Procès d'une veuve désespérée et "morte de l'intérieur"

Depuis lundi et jusqu'à ce mercredi soir, le procès d'une veuve soupçonnée d'avoir assassiné son mari près de l'Arbresle, en le droguant puis en le poussant, dans sa voiture, au fond d'un étang, se déroule devant les Assises de Lyon. Au deuxième jour de l'audience, la veuve est apparue en pleurs dans son box, lorsque sa fille a pris la parole.

Le 29 avril 2008 à 10h, Geneviève se présente à la brigade de gendarmerie de l'Arbresle (Rhône) afin de signaler la disparition suspecte, depuis la veille, de son mari, Jean-Paul Drillard. Celui-ci aurait quitté le domicile familial avec son véhicule aux alentours de 20h et n'aurait plus donné signe de vie.

Ce mardi matin 15 février au tribunal, la fille de l'accusée explique : "Avant le drame, cela faisait plusieurs mois que ma mère n'avait pas donné signe de vie". "Elle aurait dû être prise en charge et se faire soigner pour sa dépression car elle était pour moi morte de l'intérieur". La fille semble encore sous le choc et avoue prendre réellement conscience de la réalité des faits grâce au procès. Elle a du mal à imaginer que sa mère ait pu agir ainsi.

"Elle n'a pas pu faire cela"

Mais le 2 mai 2008, alors que les recherches entreprises n'ont rien donné pour retrouver son beau-père. C'est sa mère, Geneviève, qui apporte de nouveaux éléments concernant cette disparition. Elle avoue aux policiers qu'elle sait où se trouve le véhicule et le corps de son compagnon. Il aurait été immergé dans un étang sur la commune de Chevinay à la suite d'un accident. Elle précise qu'elle n'a pas été en mesure de secourir son mari au moment des faits car elle a été prise de panique, sous l'influence de médicaments anti-dépresseurs. Sa soeur raconte aujourd'hui qu'elle "n'était vraiment pas bien ce jour-là" et qu'elle l'avait entendu dire à sa fille  : "j'ai poussé la voiture, j'ai poussé la voiture". La fille explique à la barre que sa mère était d'avantage susceptible de mettre fin a sa propre vie plutôt qu'à celle de son mari, "elle n'aurait jamais pu faire cela".

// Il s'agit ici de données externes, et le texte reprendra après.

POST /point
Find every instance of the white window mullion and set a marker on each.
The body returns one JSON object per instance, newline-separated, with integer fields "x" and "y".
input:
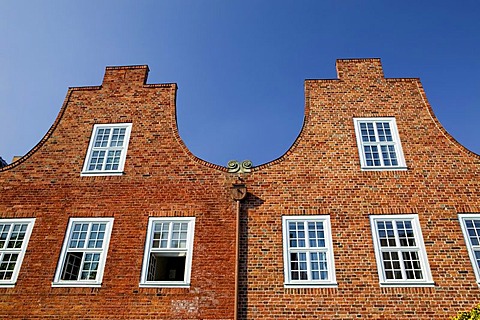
{"x": 308, "y": 250}
{"x": 171, "y": 256}
{"x": 103, "y": 168}
{"x": 418, "y": 250}
{"x": 64, "y": 279}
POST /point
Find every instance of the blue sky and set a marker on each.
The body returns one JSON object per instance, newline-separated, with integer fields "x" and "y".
{"x": 239, "y": 65}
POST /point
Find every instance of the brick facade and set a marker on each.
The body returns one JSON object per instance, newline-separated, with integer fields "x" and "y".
{"x": 319, "y": 175}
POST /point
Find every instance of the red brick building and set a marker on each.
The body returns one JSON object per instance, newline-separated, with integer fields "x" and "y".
{"x": 373, "y": 213}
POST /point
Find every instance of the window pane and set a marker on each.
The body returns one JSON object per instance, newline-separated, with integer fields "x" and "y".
{"x": 4, "y": 229}
{"x": 316, "y": 234}
{"x": 7, "y": 265}
{"x": 412, "y": 265}
{"x": 297, "y": 234}
{"x": 71, "y": 267}
{"x": 17, "y": 236}
{"x": 90, "y": 266}
{"x": 79, "y": 235}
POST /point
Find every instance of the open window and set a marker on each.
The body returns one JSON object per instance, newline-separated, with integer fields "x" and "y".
{"x": 168, "y": 252}
{"x": 84, "y": 252}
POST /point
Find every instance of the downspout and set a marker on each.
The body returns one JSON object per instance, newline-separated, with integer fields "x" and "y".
{"x": 238, "y": 193}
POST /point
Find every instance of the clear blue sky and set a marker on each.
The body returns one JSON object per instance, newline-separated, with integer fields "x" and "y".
{"x": 239, "y": 65}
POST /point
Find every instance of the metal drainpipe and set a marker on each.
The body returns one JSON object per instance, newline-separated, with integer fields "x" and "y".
{"x": 239, "y": 192}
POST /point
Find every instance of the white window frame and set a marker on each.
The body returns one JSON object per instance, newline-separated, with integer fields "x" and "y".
{"x": 418, "y": 248}
{"x": 86, "y": 171}
{"x": 472, "y": 247}
{"x": 327, "y": 249}
{"x": 187, "y": 252}
{"x": 4, "y": 250}
{"x": 395, "y": 143}
{"x": 85, "y": 250}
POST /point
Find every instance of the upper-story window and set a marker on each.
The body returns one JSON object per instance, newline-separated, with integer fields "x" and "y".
{"x": 308, "y": 253}
{"x": 471, "y": 230}
{"x": 168, "y": 252}
{"x": 107, "y": 149}
{"x": 399, "y": 250}
{"x": 14, "y": 236}
{"x": 379, "y": 144}
{"x": 84, "y": 252}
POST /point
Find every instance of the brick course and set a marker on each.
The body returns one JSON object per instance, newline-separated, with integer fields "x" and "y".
{"x": 319, "y": 174}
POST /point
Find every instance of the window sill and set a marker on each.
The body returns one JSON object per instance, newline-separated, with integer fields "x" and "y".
{"x": 311, "y": 285}
{"x": 75, "y": 284}
{"x": 164, "y": 285}
{"x": 101, "y": 173}
{"x": 406, "y": 284}
{"x": 401, "y": 168}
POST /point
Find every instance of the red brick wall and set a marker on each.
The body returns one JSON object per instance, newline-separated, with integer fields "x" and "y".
{"x": 320, "y": 174}
{"x": 161, "y": 178}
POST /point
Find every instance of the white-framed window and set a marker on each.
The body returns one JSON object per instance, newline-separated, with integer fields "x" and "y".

Mardi au tribunal, la fille de l'accusée a précisé que sa mère lui avait avoué avoir poussé la voiture dans l'étang. Elle ajoute : "mais pour moi, ma mère a pété les plombs du fait de l'accumulation de ses problèmes personnels". La soeur de l'accusée explique également que celle-ci lui avait confié au lendemain du crime avoir donné cinq somnifères à son mari, et avoir poussé le véhicule dans l'eau, avant de rentrer chez elle à pied.

L'accusée, 55 ans, les traits marqués est pourtant fortement soupçonnée d'avoir drogué son conjoint et de l'avoir conduit à bord de son véhicule près d'un étang, avant de le noyer, à quelques kilomètres du domicile conjugal.

"J'ai un secret à te dire, mais tu vas me prendre pour un monstre"

Au fil de l'audience, une forme de machiavélisme dans l'exécution du crime apparaît peu à peu. La défense n'y voit que l'expression d'une forme de désespoir. La soeur de l'accusé répétant à plusieurs reprises que sa soeur n'était vraiment pas bien avant le crime.

Selon les témoignages, peu avant son crime présumé, Geneviève "s'était repliée sur elle-même". Sa soeur avoue qu'elle était devenue dépressive trois mois avant les faits, et que le 29 avril 2008, elle lui avait confié : "j'ai un secret à te dire, mais tu vas me prendre pour un monstre".

Face à ces déclarations, dans son box, l'accusée n'exprime aucune réaction. Elle reste impassible, les yeux rivés sur le sol. Cependant, lorsque sa fille prend enfin la parole pour décrire l'attitude dépressive de sa mère ainsi que le caractère coléreux de la victime, Geneviève, ancienne aide-soignante, fond en larmes. Sa fille précise qu'elle n'avait pas vu la détresse de sa mère "sinon j'aurais tout fait pour l'aider et empêcher ce qui s'est passé".

Le 28 avril 2008 au soir, le couple avait prévu d'effectuer une promenade après le repas, vers l'étang de Verchères, à trois kilomètres de leur domicile. L'accusée reconnaît qu'elle aurait alors stationné le véhicule face à l'étang puis l'aurait laissé glisser. Geneviève avoue à mots couverts qu'elle avait bien décidé ce soir là, d'attenter à la vie de son mari.